Pop Bits: It took a while, but after more than twenty years fronting The Rolling Stones, Mick Jagger decided it was time to do something on his own. He had it in mind when the band's new contract with CBS in 1983 gave clearance to each member to do other projects. He began to write tunes and by the end of '84 he had recorded his first solo album, She's the Boss. This first single was issued ahead of the album and it became a hit at Rock reaching #1 on that chart. With a high debut on the Pop chart, it seemed the song was destined to reach the Top 10, but it ended up stalling just short of that mark. The album also missed out on the Top 10 peaking at #13. Still, thanks to this hit the album sold well enough to go platinum. It wasn't a Stones-size multi-platinum hit, but it did prove that Jagger had the ability to work on his own without the band.
ReduxReview: Jagger actually doesn't stray too far from his Stones roots with this one. With its opening guitar lick, jammin' rock beat, and experimental production, it nearly sounds like an outtake from Undercover. However, I always thought there was some odd lag time in the song. It starts out well, but about midway through there are sections that are almost like vamps - like he didn't know how to connect the sections of the song. It certainly could have used some tightening up. I liked the song, but I didn't hear anything here that made me interested in Jagger as a solo artist. I think others might have felt the same as both the single and album fell short of expectations.

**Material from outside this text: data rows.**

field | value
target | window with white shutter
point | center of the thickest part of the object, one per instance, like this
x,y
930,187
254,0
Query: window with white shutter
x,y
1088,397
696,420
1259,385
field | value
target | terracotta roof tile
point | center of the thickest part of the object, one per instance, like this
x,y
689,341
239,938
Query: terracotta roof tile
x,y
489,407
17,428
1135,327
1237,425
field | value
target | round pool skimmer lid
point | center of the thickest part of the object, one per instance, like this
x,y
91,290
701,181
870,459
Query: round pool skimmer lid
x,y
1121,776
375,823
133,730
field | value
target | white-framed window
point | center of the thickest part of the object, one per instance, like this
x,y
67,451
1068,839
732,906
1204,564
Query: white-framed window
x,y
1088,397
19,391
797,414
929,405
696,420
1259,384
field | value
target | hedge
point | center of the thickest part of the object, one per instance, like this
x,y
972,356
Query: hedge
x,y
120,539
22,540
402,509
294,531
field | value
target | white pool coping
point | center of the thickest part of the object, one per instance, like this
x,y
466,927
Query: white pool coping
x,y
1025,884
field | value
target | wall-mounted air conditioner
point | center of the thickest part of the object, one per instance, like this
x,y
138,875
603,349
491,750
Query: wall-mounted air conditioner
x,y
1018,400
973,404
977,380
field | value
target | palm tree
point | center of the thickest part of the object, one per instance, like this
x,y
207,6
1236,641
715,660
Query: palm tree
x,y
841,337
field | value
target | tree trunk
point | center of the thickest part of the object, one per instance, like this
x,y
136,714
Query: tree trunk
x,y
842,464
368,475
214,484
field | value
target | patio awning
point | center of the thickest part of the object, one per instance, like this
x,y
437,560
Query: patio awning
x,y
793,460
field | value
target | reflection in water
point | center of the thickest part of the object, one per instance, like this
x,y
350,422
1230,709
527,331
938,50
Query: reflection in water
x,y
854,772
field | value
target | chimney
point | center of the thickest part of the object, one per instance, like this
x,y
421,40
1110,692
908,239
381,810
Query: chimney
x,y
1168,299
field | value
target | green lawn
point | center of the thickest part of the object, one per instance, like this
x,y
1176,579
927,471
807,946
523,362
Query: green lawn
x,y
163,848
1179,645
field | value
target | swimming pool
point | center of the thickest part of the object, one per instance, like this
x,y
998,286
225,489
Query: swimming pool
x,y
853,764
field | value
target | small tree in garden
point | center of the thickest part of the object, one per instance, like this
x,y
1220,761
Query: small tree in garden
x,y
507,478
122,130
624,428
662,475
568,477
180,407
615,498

Trivia: This song ended up being the subject of a copyright infringement lawsuit. Reggae artist Patrick Alley had written and recorded a ballad titled "Just Another Night" in 1979. It was latter issued on record in 1983. Alley contended that Jagger had heard the song on the radio or had been introduced to the song via bassist Sly Dunbar, who had apparently played on both recordings, and that Jagger copped a portion of the song. Jagger denied the charges and took the case to court. In the end, a jury sided with Jagger. They seemed to think that besides the title, the songs had little in common and that Alley failed to prove that Jagger had heard or had access to his song.